Everything wasn’t going to be handed to freshman Laura Gemmell so easily.
She’s made winning seem effortless throughout the season, but it all came down to a grueling championship match against Trinity’s Pamela Hathway at the 2010 CSA Women’s Individual Championship in Hartford, Conn. yesterday. Ending the season 16-0, Gemmell maintained perfection in her first year of collegiate squash and has set the bar high for next year when the team and Gemmell seek to defend their respective titles.
“I was very pleased for Laura because she deserved the win,” said Harvard coach Satinder Bajwa. “Based on her overall record, there was a lot of pressure on her. She could see the pressure and handled it well and came through with the win.”
In their first encounter this season, Gemmell had no problems defeating the once top-ranked player in the country. The score line shows that the Bantam player didn’t put up much resistance back in January, losing to the freshman, 11-6, 11-6, 11-7.
This time around, the situation was much different.
Hathway summoned some of her best play for a matchup where everything was on the line. The junior from Trinity knew that this would be one of the few chances left in her collegiate career to shine before the emerging Gemmell would assume the throne.
The rising star started off the day with a solid win in the first game, 11-7, giving the impression that the matchup would be a repeat of what happened earlier in the season. Hathway had different ideas, answering back with a strong 11-5 victory of her own—just the second game Gemmell had dropped all season. The first one came in the first-round matchup against Cornell’s Rebecca Hazwell, a contest Gemmell won, 3-1.
Tied at one, Gemmell and Hathway duked it out in the third game, each one trying to assert her superiority over the other. Hathway took the match, 15-13, giving herself some breathing room and putting all the pressure on Gemmell to come from behind.
The freshman was undeterred. Hathway tried to stand her ground, but Gemmell overcame the German national player in the fourth game, 11-8.
There could only be one champion, and the parity was broken late in the fifth set. With the game tied at nine, it could have gone either way. But Gemmell successfully completed what she started, becoming the first Crimson player to take home the Ramsay Cup since Kyla Griggs ’07 won it in 2007. Gemmell won two straight points to win the fifth game without overtime, 11-9.
“To win anything is difficult,” Bajwa said. “It’s so great to achieve something you fight so hard to win. To win in five is hard to get.”
But Gemmell wasn’t the only Harvard player competing this weekend. Nine Crimson women’s squash players represented Harvard in two simultaneous competitions. Six players, including Gemmell, were entered in the “A” Division, while three competed in the “B” Division.
Harvard showed its depth and finesse at the tournament, with many players making deep runs in each bracket, and ultimately having two champions.
Co-captain Katherine O’Donnell ended her collegiate career with a bang as she captured the Holleran Cup, the “B” Division title. She defeated another Trinity player, senior Jo-Ann Jee, by the same 3-2 margin.
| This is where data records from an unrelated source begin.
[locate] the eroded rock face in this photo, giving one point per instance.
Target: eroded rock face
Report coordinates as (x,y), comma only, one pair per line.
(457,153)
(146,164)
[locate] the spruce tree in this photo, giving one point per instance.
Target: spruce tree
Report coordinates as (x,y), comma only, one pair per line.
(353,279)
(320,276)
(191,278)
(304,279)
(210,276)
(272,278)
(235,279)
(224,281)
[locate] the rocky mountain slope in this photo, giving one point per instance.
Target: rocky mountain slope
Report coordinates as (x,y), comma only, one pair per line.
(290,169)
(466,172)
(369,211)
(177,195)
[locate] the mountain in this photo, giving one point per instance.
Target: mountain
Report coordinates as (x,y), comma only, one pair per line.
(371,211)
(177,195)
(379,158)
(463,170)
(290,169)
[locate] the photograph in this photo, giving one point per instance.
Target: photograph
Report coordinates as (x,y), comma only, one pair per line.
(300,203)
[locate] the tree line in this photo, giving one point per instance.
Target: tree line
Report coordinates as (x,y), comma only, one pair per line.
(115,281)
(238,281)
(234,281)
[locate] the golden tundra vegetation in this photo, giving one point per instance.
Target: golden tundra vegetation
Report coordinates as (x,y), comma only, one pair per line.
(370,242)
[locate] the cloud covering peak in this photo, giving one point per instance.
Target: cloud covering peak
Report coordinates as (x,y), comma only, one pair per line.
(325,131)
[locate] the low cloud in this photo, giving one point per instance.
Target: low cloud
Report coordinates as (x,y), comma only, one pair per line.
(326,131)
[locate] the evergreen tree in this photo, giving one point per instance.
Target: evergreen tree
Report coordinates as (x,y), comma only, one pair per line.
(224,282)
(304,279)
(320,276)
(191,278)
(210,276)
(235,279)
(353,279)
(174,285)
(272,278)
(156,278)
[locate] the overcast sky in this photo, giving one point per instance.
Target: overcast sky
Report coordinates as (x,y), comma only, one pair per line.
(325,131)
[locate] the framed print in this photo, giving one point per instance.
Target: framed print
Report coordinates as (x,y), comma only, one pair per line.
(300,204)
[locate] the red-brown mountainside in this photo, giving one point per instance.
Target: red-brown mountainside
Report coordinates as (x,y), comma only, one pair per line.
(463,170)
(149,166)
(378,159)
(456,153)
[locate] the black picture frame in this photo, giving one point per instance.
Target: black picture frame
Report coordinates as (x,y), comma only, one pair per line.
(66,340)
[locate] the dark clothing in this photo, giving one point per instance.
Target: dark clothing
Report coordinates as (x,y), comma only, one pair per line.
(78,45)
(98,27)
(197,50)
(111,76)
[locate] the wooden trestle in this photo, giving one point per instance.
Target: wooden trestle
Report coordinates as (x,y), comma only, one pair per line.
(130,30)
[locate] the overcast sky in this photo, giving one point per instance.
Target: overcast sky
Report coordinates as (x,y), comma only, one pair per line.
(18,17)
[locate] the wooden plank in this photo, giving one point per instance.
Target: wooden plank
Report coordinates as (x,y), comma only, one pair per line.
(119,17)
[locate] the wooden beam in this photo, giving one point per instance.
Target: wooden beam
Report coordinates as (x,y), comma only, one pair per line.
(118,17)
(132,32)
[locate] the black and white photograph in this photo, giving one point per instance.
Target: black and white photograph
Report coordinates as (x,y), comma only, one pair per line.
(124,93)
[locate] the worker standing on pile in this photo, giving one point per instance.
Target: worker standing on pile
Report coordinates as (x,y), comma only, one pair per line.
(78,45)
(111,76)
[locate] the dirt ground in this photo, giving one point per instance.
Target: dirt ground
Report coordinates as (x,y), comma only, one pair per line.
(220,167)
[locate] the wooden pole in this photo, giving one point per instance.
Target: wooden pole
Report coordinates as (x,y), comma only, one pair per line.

“I felt really excited,” O’Donnell said. “It’s a good way to cap off my college career. During the weekend I had a lot of matches, and it felt good to win them all.”
Fellow co-captain Johanna Snyder also fared well in competition play for the Ramsay Cup, the “A” division prize. She defeated sixth-seeded Trinity player Nour Baghat to reach the quarterfinals, where she ultimately lost to Penn’s Kristin Lange.
“Johanna was wondering whether she would be in the top nine last year, so she worked hard and improved,” Bajwa said. “She had an amazing finish. Both captains really led by example.”
After winning the team national title last week, this was a fittingly perfect end for the Crimson, a program that will graduate three seniors but will still have a core of strong players to defend those crowns next season.